Francisco Moreira cresceu em Portugal, mudou-se para o Reino Unido aos 20 anos e, nos dias de hoje, reparte o seu tempo entre os dois países, dedicando-se à criação de marcas no mundo das startups. Um universo que, ainda que de forma dissimulada, acaba por estar presente em “Os Rumplings e a Aventura dos Sabores” (Oficina do Livro, 2018), o primeiro de uma série de livros para os mais novos, que tem no centro criaturas encorpadas com a pele macia, a face peluda e um considerável e permanente apetite.
A história passa-se na Vila de Kaér, onde há uma verdadeira guerra no que diz respeito ao que deve ser a vida, o quotidiano e o trabalho de cada Rumpling.

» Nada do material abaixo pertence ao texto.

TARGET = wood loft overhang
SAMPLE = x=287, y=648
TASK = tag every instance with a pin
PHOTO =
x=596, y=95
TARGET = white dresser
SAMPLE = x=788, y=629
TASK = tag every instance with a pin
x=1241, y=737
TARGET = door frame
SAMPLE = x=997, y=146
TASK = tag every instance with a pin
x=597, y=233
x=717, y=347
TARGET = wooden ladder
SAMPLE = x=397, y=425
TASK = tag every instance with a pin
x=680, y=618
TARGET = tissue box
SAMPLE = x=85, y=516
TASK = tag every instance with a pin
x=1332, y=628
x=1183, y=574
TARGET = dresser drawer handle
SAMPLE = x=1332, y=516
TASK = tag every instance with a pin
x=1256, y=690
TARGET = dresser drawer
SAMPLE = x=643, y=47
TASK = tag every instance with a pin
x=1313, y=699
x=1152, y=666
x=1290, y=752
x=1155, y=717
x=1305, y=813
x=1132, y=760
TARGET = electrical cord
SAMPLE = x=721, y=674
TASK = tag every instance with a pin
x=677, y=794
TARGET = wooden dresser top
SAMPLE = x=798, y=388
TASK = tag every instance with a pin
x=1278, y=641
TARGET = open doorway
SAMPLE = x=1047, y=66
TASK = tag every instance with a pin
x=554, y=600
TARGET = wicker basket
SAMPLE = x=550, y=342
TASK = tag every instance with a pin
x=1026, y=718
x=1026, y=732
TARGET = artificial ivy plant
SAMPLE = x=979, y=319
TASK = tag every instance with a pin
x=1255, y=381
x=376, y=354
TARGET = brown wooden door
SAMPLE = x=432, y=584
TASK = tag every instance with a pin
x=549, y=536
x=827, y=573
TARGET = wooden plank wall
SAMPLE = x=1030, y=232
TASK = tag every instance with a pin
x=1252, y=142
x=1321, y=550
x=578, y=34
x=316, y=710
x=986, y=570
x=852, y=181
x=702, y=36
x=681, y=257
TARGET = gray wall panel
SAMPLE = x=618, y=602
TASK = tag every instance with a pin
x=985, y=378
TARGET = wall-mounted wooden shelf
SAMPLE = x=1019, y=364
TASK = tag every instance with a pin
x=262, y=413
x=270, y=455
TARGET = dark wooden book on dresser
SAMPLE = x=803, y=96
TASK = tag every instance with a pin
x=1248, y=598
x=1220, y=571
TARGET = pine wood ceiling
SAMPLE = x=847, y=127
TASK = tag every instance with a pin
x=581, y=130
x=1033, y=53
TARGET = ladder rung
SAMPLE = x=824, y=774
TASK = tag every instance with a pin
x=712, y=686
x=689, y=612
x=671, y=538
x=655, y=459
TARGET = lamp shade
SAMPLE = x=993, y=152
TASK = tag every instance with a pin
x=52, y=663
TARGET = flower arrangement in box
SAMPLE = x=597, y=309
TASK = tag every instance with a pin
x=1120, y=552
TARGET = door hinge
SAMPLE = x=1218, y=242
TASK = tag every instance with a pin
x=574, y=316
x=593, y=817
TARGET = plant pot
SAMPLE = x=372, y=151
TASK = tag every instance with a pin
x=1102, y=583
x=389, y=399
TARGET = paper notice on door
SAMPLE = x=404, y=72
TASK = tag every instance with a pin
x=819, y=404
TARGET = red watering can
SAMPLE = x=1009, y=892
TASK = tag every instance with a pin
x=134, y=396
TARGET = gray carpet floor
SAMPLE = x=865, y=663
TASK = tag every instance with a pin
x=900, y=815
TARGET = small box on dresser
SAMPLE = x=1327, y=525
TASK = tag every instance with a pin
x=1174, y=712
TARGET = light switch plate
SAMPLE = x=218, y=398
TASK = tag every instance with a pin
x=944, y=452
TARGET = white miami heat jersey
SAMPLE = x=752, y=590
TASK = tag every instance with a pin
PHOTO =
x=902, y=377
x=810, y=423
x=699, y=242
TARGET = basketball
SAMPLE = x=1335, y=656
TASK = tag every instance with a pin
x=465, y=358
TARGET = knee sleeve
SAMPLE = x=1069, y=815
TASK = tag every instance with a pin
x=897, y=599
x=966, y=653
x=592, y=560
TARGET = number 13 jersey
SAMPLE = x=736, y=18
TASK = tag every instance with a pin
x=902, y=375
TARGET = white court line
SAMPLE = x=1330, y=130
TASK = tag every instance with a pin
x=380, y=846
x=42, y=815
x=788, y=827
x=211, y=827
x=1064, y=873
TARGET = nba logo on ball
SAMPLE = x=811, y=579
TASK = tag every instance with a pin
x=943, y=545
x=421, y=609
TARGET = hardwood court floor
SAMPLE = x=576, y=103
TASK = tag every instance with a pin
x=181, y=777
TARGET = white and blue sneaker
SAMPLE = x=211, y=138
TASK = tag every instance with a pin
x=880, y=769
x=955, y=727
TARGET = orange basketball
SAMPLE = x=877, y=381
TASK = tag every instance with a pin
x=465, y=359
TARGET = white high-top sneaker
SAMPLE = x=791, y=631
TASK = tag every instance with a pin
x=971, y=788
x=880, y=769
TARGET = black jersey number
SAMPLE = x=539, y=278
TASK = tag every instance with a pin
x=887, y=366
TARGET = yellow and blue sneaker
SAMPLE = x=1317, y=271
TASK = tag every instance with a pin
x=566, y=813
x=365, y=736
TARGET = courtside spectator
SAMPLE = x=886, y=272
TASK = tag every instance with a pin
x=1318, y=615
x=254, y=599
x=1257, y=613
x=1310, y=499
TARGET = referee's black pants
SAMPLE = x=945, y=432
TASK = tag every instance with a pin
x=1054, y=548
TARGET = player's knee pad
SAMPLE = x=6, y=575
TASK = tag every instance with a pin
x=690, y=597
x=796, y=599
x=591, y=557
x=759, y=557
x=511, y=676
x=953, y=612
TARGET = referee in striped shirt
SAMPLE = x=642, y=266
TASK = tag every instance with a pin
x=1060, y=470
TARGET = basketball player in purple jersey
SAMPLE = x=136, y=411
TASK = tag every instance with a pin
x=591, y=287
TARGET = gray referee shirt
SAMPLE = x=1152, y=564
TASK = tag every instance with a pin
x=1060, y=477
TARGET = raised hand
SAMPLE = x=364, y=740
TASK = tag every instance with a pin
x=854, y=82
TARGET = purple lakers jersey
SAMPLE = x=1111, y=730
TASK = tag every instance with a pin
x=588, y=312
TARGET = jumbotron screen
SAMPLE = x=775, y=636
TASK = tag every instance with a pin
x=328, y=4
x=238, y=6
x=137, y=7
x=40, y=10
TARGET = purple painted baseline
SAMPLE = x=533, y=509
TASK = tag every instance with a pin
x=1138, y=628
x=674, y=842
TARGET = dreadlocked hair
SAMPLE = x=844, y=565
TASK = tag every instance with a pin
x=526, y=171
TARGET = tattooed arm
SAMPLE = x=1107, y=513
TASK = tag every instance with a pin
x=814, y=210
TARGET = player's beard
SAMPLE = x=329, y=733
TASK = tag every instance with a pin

De um lado estão o Rocket e o Xamã Buffalo, que seguem o credo da Casa dos Alimentos, que se guia religiosamente pelos valores da humildade, habilidade e perseverança – e que apontam a árdua mineração como o único e seguro modo de vida.
Do outro está Stratus, conhecido como o recrutador – e grande suspeito de ter morto os pais de Rocket -, que promete a todos casas à borla e comida ilimitada, convencendo lentamente os Rumplings a deixar para trás a vida de mineiros para se juntarem a ele e à Igreja dos Alimentos no Stratus Superior.
Entre premonições e diferentes olhares sobre o que deve ser a vida, Francisco Moreira parece tecer uma crítica ao pensamento neoliberal, apontado ao lucro e ao seu acumular, apostando antes na cautela e no acto criativo como o mais valioso reduto humano. Mas tudo isto nas entrelinhas, uma vez que todos os olhos da pequenada estarão apontados a estas estranhas criaturas e ao seu ainda mais estranho mundo, onde as religiões são uma espécie de partidos políticos alimentares. E o que dizer da revelação final, a fazer lembrar o espanto sentido em Lego o Filme? Apenas isto: que os vossos banquetes sejam abundantes e generosos!